Limitations & Future Work¶
- Experiments are limited to models up to 14B parameters; effectiveness on larger models remains to be validated.
- An extra training round is required to obtain training dynamics, incurring additional cost similar to data selection methods such as LESS and Rho-1.
- The binary confidence split at the median may be too coarse; multi-level partitioning or continuous confidence weighting warrants exploration.
- The method has not been validated in the pre-training stage—dynamic Mixup scheduling and extension to pre-training are promising future directions.
Related Work & Insights¶
- vs. IR-DRO (Chen et al., 2024b): The latter optimizes distributional robustness via sample reweighting, but underperforms SFTMix on both MT-Bench and AlpacaEval-2—indicating that hidden-space interpolation is more effective than loss reweighting.
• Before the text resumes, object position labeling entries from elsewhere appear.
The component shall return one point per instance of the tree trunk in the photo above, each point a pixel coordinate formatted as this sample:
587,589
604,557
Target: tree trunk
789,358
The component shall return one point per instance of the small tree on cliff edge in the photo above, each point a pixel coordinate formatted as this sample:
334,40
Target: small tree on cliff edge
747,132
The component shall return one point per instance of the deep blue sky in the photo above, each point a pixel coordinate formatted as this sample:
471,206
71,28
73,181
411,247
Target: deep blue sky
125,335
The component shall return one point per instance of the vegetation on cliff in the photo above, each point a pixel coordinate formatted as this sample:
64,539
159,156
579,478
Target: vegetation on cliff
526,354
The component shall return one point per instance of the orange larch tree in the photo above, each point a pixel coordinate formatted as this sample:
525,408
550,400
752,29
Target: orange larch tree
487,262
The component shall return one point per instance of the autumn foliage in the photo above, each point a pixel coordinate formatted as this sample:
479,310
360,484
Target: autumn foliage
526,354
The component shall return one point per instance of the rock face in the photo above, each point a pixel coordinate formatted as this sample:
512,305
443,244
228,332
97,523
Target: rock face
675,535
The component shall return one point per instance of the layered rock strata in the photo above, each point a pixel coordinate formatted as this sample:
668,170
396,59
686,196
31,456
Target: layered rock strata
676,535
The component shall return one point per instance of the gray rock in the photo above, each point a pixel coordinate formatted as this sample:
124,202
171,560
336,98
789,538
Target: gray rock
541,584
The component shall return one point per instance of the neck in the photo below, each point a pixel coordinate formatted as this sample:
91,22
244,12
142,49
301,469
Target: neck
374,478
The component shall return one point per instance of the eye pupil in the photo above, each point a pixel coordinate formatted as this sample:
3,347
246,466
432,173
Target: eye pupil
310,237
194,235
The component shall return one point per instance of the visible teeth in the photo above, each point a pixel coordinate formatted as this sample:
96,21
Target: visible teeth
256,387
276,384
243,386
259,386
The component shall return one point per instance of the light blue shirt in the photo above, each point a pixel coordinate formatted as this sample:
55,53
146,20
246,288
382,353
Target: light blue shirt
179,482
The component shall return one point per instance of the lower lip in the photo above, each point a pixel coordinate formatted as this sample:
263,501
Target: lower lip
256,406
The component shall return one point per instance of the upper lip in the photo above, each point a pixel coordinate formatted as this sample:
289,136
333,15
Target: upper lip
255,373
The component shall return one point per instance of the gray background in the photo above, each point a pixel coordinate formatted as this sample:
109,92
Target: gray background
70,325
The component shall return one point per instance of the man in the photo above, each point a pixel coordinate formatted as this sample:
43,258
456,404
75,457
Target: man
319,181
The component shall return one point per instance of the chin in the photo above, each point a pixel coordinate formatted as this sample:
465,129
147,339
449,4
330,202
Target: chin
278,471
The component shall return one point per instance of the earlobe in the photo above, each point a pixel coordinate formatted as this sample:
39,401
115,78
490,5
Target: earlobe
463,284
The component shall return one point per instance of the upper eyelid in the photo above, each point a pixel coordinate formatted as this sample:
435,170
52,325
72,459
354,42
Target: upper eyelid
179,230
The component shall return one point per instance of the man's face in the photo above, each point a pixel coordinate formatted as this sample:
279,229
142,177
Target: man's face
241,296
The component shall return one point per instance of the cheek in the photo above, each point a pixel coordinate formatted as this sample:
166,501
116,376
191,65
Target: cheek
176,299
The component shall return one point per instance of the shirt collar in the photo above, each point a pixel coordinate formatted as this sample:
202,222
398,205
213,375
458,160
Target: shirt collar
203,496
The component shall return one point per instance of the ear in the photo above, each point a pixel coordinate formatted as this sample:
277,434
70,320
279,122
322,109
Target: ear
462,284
- vs. Data Selection (AlpaGasus, LESS): These methods improve performance by selecting better data; SFTMix improves performance by making better use of existing data. The two approaches are orthogonal and can be combined for further gains.
Rating¶
- Novelty: ⭐⭐⭐⭐ Introducing Mixup into LLM SFT in conjunction with training-dynamics confidence is a clear and well-motivated idea, though Mixup itself is not novel.
- Experimental Thoroughness: ⭐⭐⭐⭐⭐ Three LLM families, three dataset scales, medical-domain validation, and six analytical dimensions.
- Writing Quality: ⭐⭐⭐⭐ Method motivation and gradient analysis are clearly presented; ablation experiments are systematically designed.
- Value: ⭐⭐⭐⭐ Highly practical, plug-and-play, and compatible with existing methods.